Up to a point Moore admits the use of older poets as an aid in writing the ideal poetry that is "original and lucid."(4) For her, the great divide between the acceptably and the excessively derivative is whether the poet truly adapts her source or merely copies it. Thus, she takes a criticism that Yeats had leveled at Blake, namely, that he was "too literal a realist of imagination" and reverses it, stating that we cannot have genuine poetry

till the poets among us can be "literalists of the imagination"--above insolence and triviality....
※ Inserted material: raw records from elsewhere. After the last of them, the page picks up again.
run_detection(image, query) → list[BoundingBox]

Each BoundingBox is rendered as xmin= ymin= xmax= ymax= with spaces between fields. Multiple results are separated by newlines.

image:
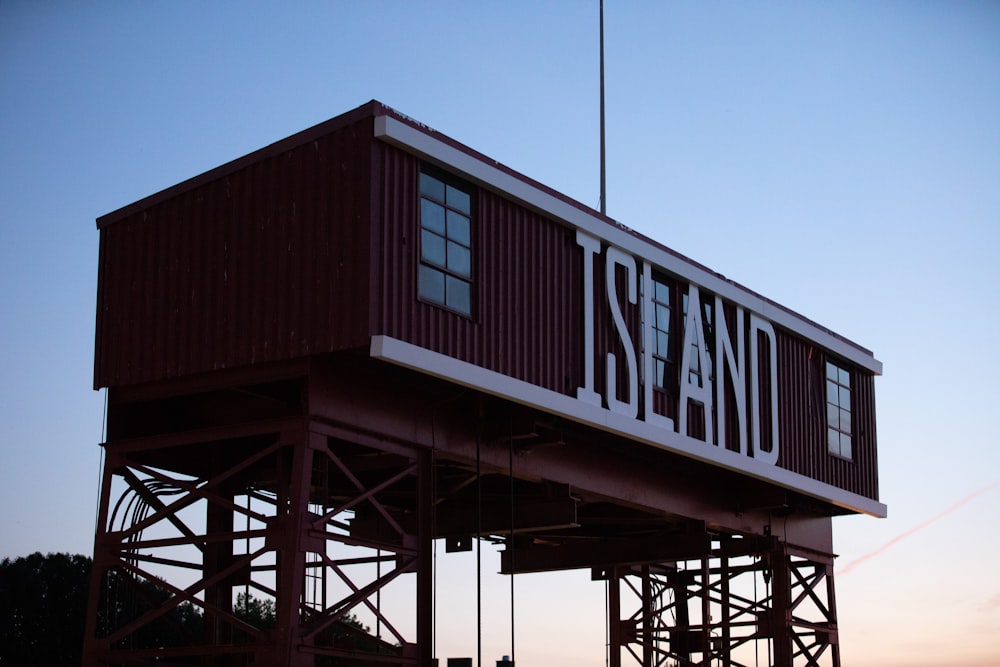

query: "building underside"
xmin=83 ymin=352 xmax=842 ymax=666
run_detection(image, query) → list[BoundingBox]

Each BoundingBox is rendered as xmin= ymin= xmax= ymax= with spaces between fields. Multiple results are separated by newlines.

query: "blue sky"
xmin=2 ymin=2 xmax=999 ymax=665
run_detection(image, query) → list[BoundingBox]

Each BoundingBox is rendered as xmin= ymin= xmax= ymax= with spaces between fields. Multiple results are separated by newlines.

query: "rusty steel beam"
xmin=351 ymin=492 xmax=579 ymax=543
xmin=501 ymin=532 xmax=712 ymax=574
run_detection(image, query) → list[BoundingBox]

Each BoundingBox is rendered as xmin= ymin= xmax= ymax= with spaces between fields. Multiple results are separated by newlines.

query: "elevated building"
xmin=84 ymin=101 xmax=882 ymax=666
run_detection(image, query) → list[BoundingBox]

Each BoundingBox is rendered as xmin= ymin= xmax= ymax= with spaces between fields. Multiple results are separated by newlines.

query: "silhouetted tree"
xmin=0 ymin=552 xmax=91 ymax=665
xmin=0 ymin=553 xmax=202 ymax=664
xmin=234 ymin=591 xmax=276 ymax=628
xmin=1 ymin=552 xmax=388 ymax=665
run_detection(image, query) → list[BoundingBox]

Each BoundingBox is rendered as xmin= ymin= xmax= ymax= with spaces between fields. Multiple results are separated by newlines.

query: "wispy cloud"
xmin=980 ymin=592 xmax=1000 ymax=613
xmin=838 ymin=481 xmax=1000 ymax=577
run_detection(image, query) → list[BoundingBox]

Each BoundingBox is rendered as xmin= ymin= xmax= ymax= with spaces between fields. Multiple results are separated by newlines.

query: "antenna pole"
xmin=599 ymin=0 xmax=607 ymax=215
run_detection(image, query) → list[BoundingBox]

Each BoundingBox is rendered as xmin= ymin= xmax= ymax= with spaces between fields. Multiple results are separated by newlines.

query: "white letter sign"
xmin=715 ymin=297 xmax=747 ymax=455
xmin=605 ymin=247 xmax=638 ymax=418
xmin=574 ymin=240 xmax=785 ymax=470
xmin=750 ymin=313 xmax=780 ymax=465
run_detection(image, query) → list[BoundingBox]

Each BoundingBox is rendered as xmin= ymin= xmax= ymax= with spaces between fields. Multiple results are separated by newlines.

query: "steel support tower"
xmin=83 ymin=357 xmax=842 ymax=666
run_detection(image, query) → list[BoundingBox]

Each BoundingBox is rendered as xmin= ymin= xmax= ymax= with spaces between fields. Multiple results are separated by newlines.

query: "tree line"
xmin=1 ymin=552 xmax=381 ymax=665
xmin=0 ymin=552 xmax=278 ymax=665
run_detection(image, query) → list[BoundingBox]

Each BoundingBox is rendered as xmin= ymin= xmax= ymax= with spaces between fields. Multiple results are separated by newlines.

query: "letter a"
xmin=678 ymin=285 xmax=713 ymax=442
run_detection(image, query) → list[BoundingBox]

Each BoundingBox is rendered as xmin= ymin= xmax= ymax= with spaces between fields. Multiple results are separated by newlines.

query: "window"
xmin=418 ymin=169 xmax=473 ymax=315
xmin=681 ymin=290 xmax=713 ymax=387
xmin=649 ymin=279 xmax=715 ymax=392
xmin=826 ymin=360 xmax=852 ymax=459
xmin=651 ymin=277 xmax=675 ymax=390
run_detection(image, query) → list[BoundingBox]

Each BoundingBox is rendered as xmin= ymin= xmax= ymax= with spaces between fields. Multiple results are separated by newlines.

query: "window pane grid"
xmin=446 ymin=241 xmax=470 ymax=277
xmin=680 ymin=290 xmax=713 ymax=386
xmin=419 ymin=172 xmax=445 ymax=201
xmin=421 ymin=199 xmax=446 ymax=234
xmin=419 ymin=171 xmax=473 ymax=315
xmin=826 ymin=360 xmax=853 ymax=460
xmin=421 ymin=229 xmax=446 ymax=268
xmin=447 ymin=210 xmax=471 ymax=245
xmin=651 ymin=278 xmax=674 ymax=390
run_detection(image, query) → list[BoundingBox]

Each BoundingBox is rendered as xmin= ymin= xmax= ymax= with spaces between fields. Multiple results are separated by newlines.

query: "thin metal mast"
xmin=600 ymin=0 xmax=607 ymax=215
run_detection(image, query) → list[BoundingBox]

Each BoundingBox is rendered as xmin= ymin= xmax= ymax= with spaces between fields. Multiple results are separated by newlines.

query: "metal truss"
xmin=607 ymin=536 xmax=840 ymax=667
xmin=81 ymin=380 xmax=845 ymax=667
xmin=82 ymin=418 xmax=432 ymax=666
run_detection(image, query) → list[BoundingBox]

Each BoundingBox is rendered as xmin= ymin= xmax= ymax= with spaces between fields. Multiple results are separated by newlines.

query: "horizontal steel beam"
xmin=351 ymin=493 xmax=579 ymax=542
xmin=500 ymin=531 xmax=713 ymax=574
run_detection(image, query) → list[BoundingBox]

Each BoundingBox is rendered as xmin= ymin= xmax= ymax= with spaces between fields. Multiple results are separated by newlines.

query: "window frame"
xmin=825 ymin=358 xmax=853 ymax=460
xmin=682 ymin=290 xmax=714 ymax=389
xmin=647 ymin=277 xmax=717 ymax=395
xmin=649 ymin=275 xmax=677 ymax=394
xmin=416 ymin=166 xmax=474 ymax=317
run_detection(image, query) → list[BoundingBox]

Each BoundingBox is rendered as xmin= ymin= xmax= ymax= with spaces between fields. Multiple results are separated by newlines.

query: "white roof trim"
xmin=374 ymin=114 xmax=882 ymax=375
xmin=371 ymin=335 xmax=888 ymax=518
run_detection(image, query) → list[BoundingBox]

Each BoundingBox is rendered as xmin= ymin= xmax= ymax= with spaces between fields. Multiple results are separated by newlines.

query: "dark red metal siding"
xmin=373 ymin=142 xmax=584 ymax=394
xmin=853 ymin=369 xmax=879 ymax=497
xmin=371 ymin=143 xmax=878 ymax=500
xmin=95 ymin=118 xmax=374 ymax=388
xmin=481 ymin=190 xmax=584 ymax=392
xmin=371 ymin=142 xmax=661 ymax=405
xmin=776 ymin=332 xmax=879 ymax=499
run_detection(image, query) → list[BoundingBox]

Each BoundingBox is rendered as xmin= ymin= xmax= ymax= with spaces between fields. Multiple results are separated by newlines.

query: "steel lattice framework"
xmin=83 ymin=417 xmax=434 ymax=666
xmin=82 ymin=359 xmax=859 ymax=667
xmin=603 ymin=538 xmax=840 ymax=667
xmin=82 ymin=365 xmax=856 ymax=667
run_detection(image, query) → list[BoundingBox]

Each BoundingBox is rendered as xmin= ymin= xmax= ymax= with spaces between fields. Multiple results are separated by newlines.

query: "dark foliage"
xmin=0 ymin=552 xmax=203 ymax=664
xmin=0 ymin=552 xmax=91 ymax=665
xmin=1 ymin=552 xmax=390 ymax=665
xmin=97 ymin=568 xmax=204 ymax=653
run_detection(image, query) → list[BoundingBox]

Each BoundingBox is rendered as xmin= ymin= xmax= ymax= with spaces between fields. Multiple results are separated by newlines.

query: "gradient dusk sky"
xmin=2 ymin=3 xmax=998 ymax=665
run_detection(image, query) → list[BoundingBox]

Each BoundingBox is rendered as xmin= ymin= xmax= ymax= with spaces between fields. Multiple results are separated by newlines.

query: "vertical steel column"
xmin=770 ymin=543 xmax=794 ymax=667
xmin=81 ymin=450 xmax=117 ymax=666
xmin=720 ymin=548 xmax=731 ymax=667
xmin=826 ymin=562 xmax=842 ymax=667
xmin=700 ymin=556 xmax=712 ymax=660
xmin=671 ymin=572 xmax=691 ymax=664
xmin=608 ymin=567 xmax=622 ymax=667
xmin=640 ymin=565 xmax=652 ymax=667
xmin=273 ymin=429 xmax=315 ymax=667
xmin=204 ymin=474 xmax=234 ymax=649
xmin=417 ymin=448 xmax=434 ymax=666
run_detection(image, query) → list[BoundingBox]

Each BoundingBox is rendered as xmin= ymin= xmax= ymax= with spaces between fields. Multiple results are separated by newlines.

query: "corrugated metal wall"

Her challenge to Yeats exemplifies a use of the past that goes beyond mere repetition to create insight, a use that reflects the critical stance that she took in her prose. Commenting on Elizabeth Bishop's poetry, for example, she wrote that "we cannot ever be wholly original ... Our best and newest thoughts ... have been known to past ages." She added, however, a significant caveat: "an indebted thing does not interest us unless there is originality underneath it."(5) She gives no pat prescriptions as to how artists are to use the past without becoming unduly derivative. But her own practice seems the safest guide to what she meant, with "Poetry" itself, addressing a topic older than Horace, yet unmistakably twentieth-century in language and spirit, as brilliant an example of the genuine and the intelligible as we could wish

NOTES

1. Complete Poems of Marianne Moore (New York: Macmillan, 1967) 267.

2. Marianne Moore: A Literary Life (New York: Atheneum, 1990) 158-59.

3. Bernard F. Engel, Marianne Moore, rev. ed., Twayne's United States Authors Series, 1989, 41.

4. Bonnie Costello, Marianne Moore: Imaginary Possessions (Cambridge, Mass.: Harvard U P, 1981) 20.

5. Complete Prose (New York: Viking, 1986) 328.